NoSuchMethodException: java.lang.NoSuchMethodError: com.uber.h3core.H3Core.polygonToCells(Ljava/util/List;Ljava/util/List;I)Ljava/util/List;

Steps to reproduce the problem

I used both the pip installation route, and the pure SQL on Databricks.

Both result in the same error.

Settings

Environment Azure Databricks
Databricks runtime: 13.3 LTS

Operating System: Ubuntu 22.04.2 LTS
Java: Zulu 8.70.0.23-CA-linux64
Scala: 2.12.15
Python: 3.10.12
R: 4.2.2
Delta Lake: 2.4.0

Thoughts

I thought H3 might not be included in the shaded version. So I also tried to add the h3-4.1.1.jar to the init script. But this also doesn't solve the issue.

I finally used these scripts:

Download jars

# Create JAR directory for Sedona
mkdir -p /dbfs/FileStore/sedona/jars

# Remove contents of directory
rm -f /dbfs/FileStore/sedona/jars/*.jar

# Download the dependencies from Maven into DBFS
curl -o /dbfs/FileStore/sedona/jars/geotools-wrapper-1.5.0-28.2.jar "https://repo1.maven.org/maven2/org/datasyslab/geotools-wrapper/1.5.0-28.2/geotools-wrapper-1.5.0-28.2.jar"

curl -o /dbfs/FileStore/sedona/jars/sedona-spark-shaded-3.4_2.12-1.5.0.jar "https://repo1.maven.org/maven2/org/apache/sedona/sedona-spark-shaded-3.4_2.12/1.5.0/sedona-spark-shaded-3.4_2.12-1.5.0.jar"

curl -o /dbfs/FileStore/sedona/jars/h3-4.1.1.jar "https://repo1.maven.org/maven2/com/uber/h3/4.1.1/h3-4.1.1.jar"

Create init script

# Create init script
cat > /dbfs/FileStore/sedona/scripts/sedona-init.sh <<'EOF'
#!/bin/bash
#
# File: sedona-init.sh
# 
# On cluster startup, this script will copy the Sedona jars to the cluster's default jar directory.
# In order to activate Sedona functions, remember to add to your spark configuration the Sedona extensions: "spark.sql.extensions org.apache.sedona.viz.sql.SedonaVizExtensions,org.apache.sedona.sql.SedonaSqlExtensions"

cp /dbfs/FileStore/sedona/jars/*.jar /databricks/jars

EOF

All the other functions of Sedona do work. So Sedona is installed properly, I am only unable to use the H3 functions.

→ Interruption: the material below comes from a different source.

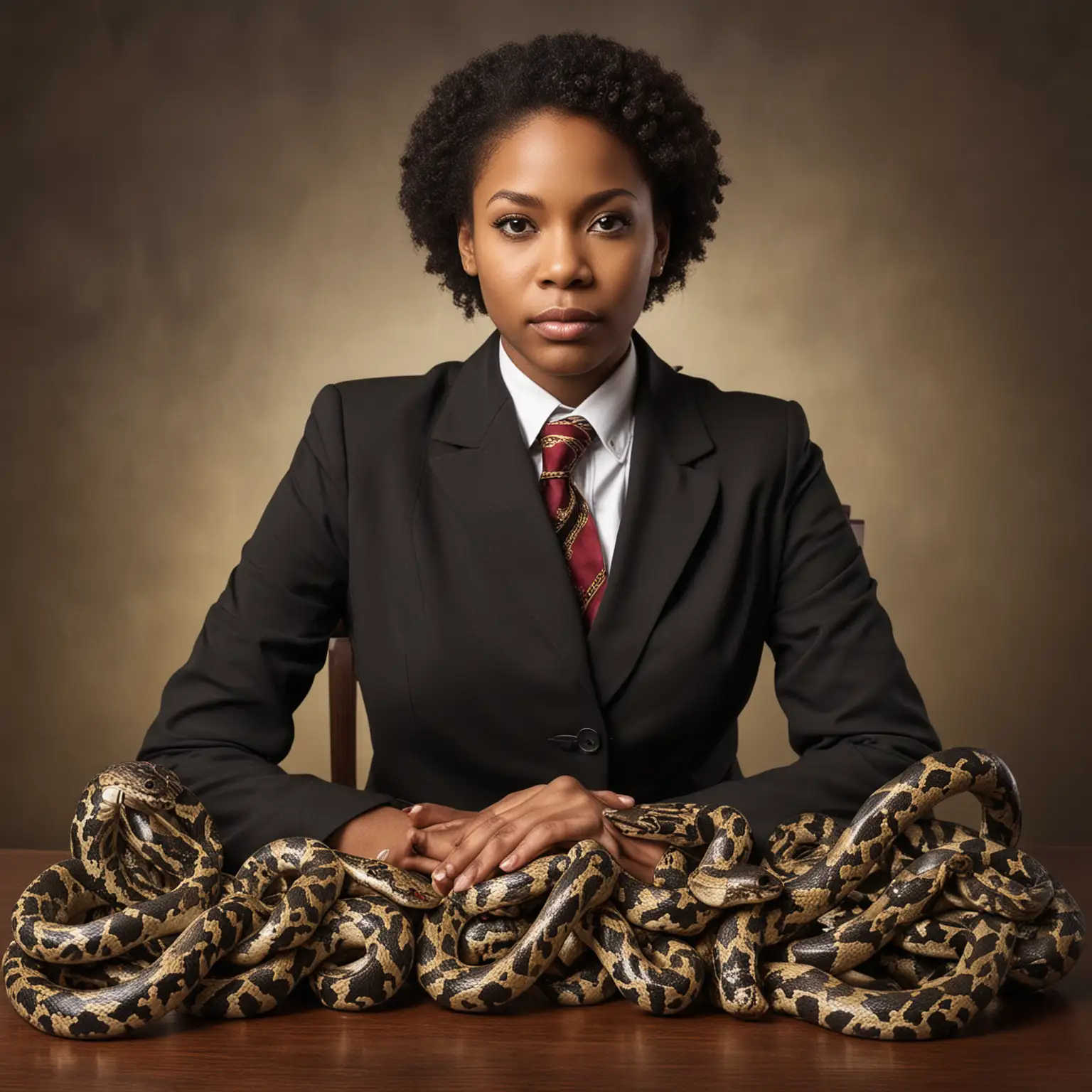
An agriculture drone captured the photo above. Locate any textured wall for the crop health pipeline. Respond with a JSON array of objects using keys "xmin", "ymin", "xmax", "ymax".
[{"xmin": 0, "ymin": 0, "xmax": 1092, "ymax": 846}]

Did I miss a step in the set-up? I checked the documentation multiple times, but couldn't find any clue. I hope someone can help me out.

@remibaar remibaar changed the title H3 functions missing methods: java.lang.NoSuchMethodError: com.uber.h3core.H3Core H3 functions missing methods: java.lang.NoSuchMethodError: com.uber.h3core.H3Core... Dec 1, 2023
@remibaar
Copy link
Author

remibaar commented Dec 1, 2023

After some further investigation I see the Databricks runtime also contains H3 functionality. For this it uses com.uber h3 version 3.7.0. Could this be conflicting with the version 4.1.1 which is being used by Sedona? It would explain it as polygonToCells is not available in version 3.x of H3.

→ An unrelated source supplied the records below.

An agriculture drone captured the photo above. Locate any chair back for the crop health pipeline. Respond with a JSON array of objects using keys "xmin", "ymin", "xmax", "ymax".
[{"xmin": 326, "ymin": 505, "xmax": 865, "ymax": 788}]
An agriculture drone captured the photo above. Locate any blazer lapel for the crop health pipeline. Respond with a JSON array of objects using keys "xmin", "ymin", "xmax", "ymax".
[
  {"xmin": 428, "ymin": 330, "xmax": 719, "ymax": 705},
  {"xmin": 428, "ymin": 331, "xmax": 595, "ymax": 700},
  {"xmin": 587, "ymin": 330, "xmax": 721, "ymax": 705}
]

@remibaar remibaar changed the title H3 functions missing methods: java.lang.NoSuchMethodError: com.uber.h3core.H3Core... H3 functions missing methods on Databricks: java.lang.NoSuchMethodError: com.uber.h3core.H3Core... Dec 1, 2023
@remibaar
Copy link
Author

remibaar commented Dec 1, 2023

I managed to solve the issue! Indeed it was related to the version of H3 that was being installed in the Databricks runtime.

By adjusting the init script, I remove the older H3 jar from the Databricks jars. This solves the issue.
This is the code for my new init script:

%sh

# Create init script
cat > /dbfs/FileStore/sedona/scripts/sedona-init.sh <<'EOF'
#!/bin/bash
#
# File: sedona-init.sh
# 
# On cluster startup, this script will copy the Sedona jars to the cluster's default jar directory.
# In order to activate Sedona functions, remember to add to your spark configuration the Sedona extensions: "spark.sql.extensions org.apache.sedona.viz.sql.SedonaVizExtensions,org.apache.sedona.sql.SedonaSqlExtensions"

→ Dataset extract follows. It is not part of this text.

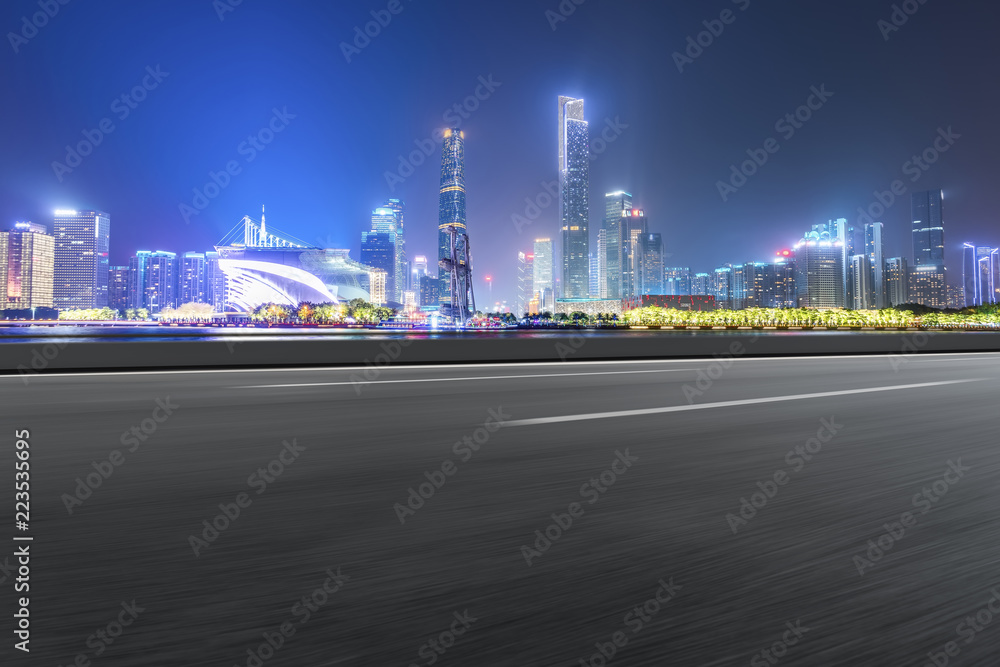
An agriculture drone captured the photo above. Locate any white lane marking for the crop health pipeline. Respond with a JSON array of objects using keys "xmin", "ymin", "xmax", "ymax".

# Remove default H3 version of databricks, as it is not compatible with Sedona > 1.5.0
rm -f /databricks/jars/*com.uber*h3*.jar

# Copy jars
cp /dbfs/FileStore/sedona/jars/*.jar /databricks/jars

EOF

Note: This will break the builtin H3 functionality of Databricks. But I believe the H3 functions of Sedona supersedes those of the built-in H3 of Databricks. The builtin H3 functions will now throw a NoClassDefFoundError

I will keep this issue open, because I am going to create a PR for a change in the docs.
https://github.com/apache/sedona/blob/master/docs/setup/databricks.md

@jiayuasu
Copy link
Member

jiayuasu commented Dec 2, 2023

The main reason is that we shaded the uber-h3 jar into sedona-spark-shaded which leads to conflicts. Another alternative to fix this is that: use sedona-spark jar which does not shade anything, and manually download all dependency jars of Sedona: https://github.com/apache/sedona/blob/master/pom.xml#L139

@remibaar
Copy link
Author

remibaar commented Dec 2, 2023

Another alternative to fix this is that: use sedona-spark jar which does not shade anything, and manually download all dependency jars of Sedona

Please correct me if I am wrong. With this method you also will not be able to use both the H3 of Sedona and the H3 of Databricks. Because they use different major versions (Sedona uses 4.1.1, Databricks uses 3.7.0), which are incompatible.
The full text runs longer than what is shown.